AEOI – automatic exchange of information

All information on AEOI at a glance

The automatic exchange of information (AEOI) is a standard process developed by the OECD in order to prevent tax evasion. Find out which information is exchanged, who is affected and which partner states Switzerland has drawn up an AEOI agreement with here.

Key elements of AEOI

The automatic exchange of information (AEOI) is a standard process developed by the OECD in order to prevent tax evasion. Participating countries share data with one another about taxpayers’ bank accounts and securities custody accounts. Switzerland has undertaken to take part. Consequently, PostFinance is obliged to report details of the accounts of customers whose residence for tax purposes is located abroad to the Federal Tax Administration (FTA) each year, provided that Switzerland has signed an AEOI agreement with the relevant partner state. 

    • The automatic exchange of information concerns natural persons and legal entities whose residence for tax purposes is in a country with which Switzerland has signed an agreement on the automatic exchange of information. 
    • If a customer’s tax residency is abroad, PostFinance transfers the following information to the partner states:

      • Personal data
      • Name
      • Address
      • Country of tax residency
      • Tax identification number
      • Date of birth 
      • Account information
      • Account number
      • Total gross income from dividends, interest and other revenue
      • Total gross proceeds from the disposal of assets
      • Total balance of value of the account at the end of the relevant calendar year
    • From 1 January 2017, all customers must declare their tax residency to PostFinance by means of self-certification when entering into a new business relationship or if their situation changes (e.g. change of domicile address) so that PostFinance can document this information accordingly.
    • The list of partner states with which Switzerland has signed an agreement on the automatic exchange of information is continually updated by the The link will open in a new window State Secretariat for International Financial Matters (SIF).The link will open in a new window
  • 1. Entry of personal data

    Your personal data is pre-entered on the self-declaration form. If the data is no longer valid, please provide us with the correct data.

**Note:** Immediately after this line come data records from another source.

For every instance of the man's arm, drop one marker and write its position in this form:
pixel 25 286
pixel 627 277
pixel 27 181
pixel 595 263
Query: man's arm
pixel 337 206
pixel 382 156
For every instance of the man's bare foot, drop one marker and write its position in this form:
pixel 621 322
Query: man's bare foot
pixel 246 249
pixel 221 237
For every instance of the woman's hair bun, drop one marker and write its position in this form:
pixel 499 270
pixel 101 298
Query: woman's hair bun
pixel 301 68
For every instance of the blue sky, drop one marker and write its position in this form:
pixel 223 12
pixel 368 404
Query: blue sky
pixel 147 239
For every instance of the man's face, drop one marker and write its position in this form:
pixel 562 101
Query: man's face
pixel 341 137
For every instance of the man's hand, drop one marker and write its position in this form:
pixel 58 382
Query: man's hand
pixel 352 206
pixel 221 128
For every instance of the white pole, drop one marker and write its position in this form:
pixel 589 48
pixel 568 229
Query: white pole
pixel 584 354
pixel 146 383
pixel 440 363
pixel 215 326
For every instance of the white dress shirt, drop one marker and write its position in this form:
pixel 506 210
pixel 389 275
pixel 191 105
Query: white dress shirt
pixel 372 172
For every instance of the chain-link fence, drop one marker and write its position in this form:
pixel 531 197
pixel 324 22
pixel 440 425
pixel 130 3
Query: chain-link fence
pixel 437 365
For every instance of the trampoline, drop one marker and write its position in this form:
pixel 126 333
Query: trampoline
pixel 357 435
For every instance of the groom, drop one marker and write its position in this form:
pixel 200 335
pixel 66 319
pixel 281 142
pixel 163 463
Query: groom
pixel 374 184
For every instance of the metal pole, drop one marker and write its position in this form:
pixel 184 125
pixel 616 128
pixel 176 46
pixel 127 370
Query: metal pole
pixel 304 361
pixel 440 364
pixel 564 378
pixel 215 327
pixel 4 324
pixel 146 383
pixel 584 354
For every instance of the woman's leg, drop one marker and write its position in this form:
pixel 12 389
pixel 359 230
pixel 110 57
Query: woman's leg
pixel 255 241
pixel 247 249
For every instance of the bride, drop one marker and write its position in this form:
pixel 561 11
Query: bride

    2. Entry of tax residency

    Tax residency is determined based on country-specific regulations on unlimited liability for taxation. The criteria for determining unlimited liability for taxation differ from country to country. The following residency criteria are common:

    • Permanent place of residence under civil law
    • Place where vital interests are centered
    • Usual place of residence
    • Citizenship

    If a person is deemed to have unlimited liability for taxation in more than one state,  the double taxation agreement (DTA) between the two states may be applied to determine tax residency. In such cases, the so-called tie-breaker rules determine the state where a person is resident for taxation purposes. If no double taxation agreement exists between the two states to assign tax residency to one of them, a person is deemed resident in both states for the purposes of the automatic exchange of information about financial accounts.

    Please attach a copy of ID or confirmation of residence to validate the plausibility of your tax residency.

    3. Entry of tax identification number (TIN)

    The tax identification number (TIN) is a combination of numbers and letters and is used to identify the taxpayer. You will generally find your tax identification number on your tax return.

    Information about TIN:

    4. Authorized signatory

    The self-declaration must be signed by the account holder. The account holder is the contractual partner of an account and/or custody account relationship. If a collective relationship (partner relationship) exists, each partner is an account holder and must sign a separate self-declaration. In the case of minors or persons subject to a deputy, the legal representative or deputy signs the self-declaration.

  • In accordance with the AEOI Act and the Federal Act on Data Protection (FADP), persons obliged to provide information have the following rights:

    With regard to PostFinance

    Persons obliged to provide information can claim full legal protection in accordance with the FADP with regard to PostFinance. In other words, they can request details about the information about themselves that has been reported to the FTA as collected by PostFinance.

    If so requested, PostFinance must issue persons obliged to provide information with a copy of the report sent to the FTA. Fiscally-relevant information that has been reported to the FTA may differ from the data that has been collected. Furthermore, persons obliged to provide information may ask for incorrect data to be rectified in PostFinance’s systems. 

    With regard to the FTA

    The only right that a person obliged to provide information can assert with regard to the FTA is the right to information, under which they may request the rectification of incorrect data due to transmission errors.

    If the transmission of data results in disadvantages that the person obliged to provide information cannot reasonably be expected to accept due to insufficient constitutional guarantees, such persons shall be granted the rights set out in article 25a of the Administrative Procedure Act.

    Persons obliged to provide information are not entitled to exercise the right of access to files with regard to the FTA. Consequently, they have no right to prevent the disclosure of personal data to the FTA. In addition, the person obliged to provide information cannot verify the legality of the disclosure of information abroad or demand the prevention of unlawful disclosure or the destruction of data which has been processed without sufficient legal grounds.

    Validity in Switzerland and effects on other regulations

    The AEOI will come into effect on 1 January 2017. It replaces the international withholding tax agreements between Switzerland and Austria and Switzerland and the United Kingdom respectively, as well as the EU agreement on the taxation of savings income.